Entre janvier 1787 et juillet 1789, le prix du pain avait
augmenté de 75%. La consommation journalière moyenne d'un individu était de 4
livres de pain. Une livre de pain coûtait de 2 à 4 sous, selon la rareté
des farines. Une famille de deux adultes et deux enfants devait dépenser dans
le meilleur des cas (livre à 2 sous et enfants mangeant moins) 28 sous. Début
1789, le pain à Paris était à 14 sous. Un ouvrier non qualifié (80 % des
ouvriers parisiens) gagnait 20 sous par jour.
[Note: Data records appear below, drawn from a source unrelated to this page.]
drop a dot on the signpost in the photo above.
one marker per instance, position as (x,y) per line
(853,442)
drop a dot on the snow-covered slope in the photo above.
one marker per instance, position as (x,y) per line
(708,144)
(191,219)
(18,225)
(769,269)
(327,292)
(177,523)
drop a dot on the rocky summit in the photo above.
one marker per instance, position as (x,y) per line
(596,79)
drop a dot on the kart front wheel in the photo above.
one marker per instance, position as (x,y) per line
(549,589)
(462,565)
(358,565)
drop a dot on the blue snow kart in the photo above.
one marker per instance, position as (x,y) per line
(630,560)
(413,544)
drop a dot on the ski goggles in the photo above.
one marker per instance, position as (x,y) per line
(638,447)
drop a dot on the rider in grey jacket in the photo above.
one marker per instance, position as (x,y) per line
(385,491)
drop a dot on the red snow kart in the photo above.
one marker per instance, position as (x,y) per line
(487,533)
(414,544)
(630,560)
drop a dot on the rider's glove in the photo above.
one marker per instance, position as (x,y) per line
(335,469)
(Question monnaie : Une livre valait 20 sous et 1 sous valait 12
deniers.)
Rappel concernant la philosophie de mon site :
L'objectif de cet article est de présenter des informations nouvelles (vous allez en découvrir) et de chercher à comprendre comment de telles choses ont pu se produire. Qu'il n'y ait pas de malentendu, je ne prends pas la défense des bourreaux.
(D'une manière générale, je ne vous dis pas quoi penser. Mon but est de vous donner de quoi penser.)
Horrible assassinat du Maire de Troyes
Première version de l'événement
Je vous livre cette première version que j'ai découverte sur
le site d'un amoureux de l'histoire de la ville de Troyes, qui s'intitule "Troyes d'hier et d'aujourd'hui".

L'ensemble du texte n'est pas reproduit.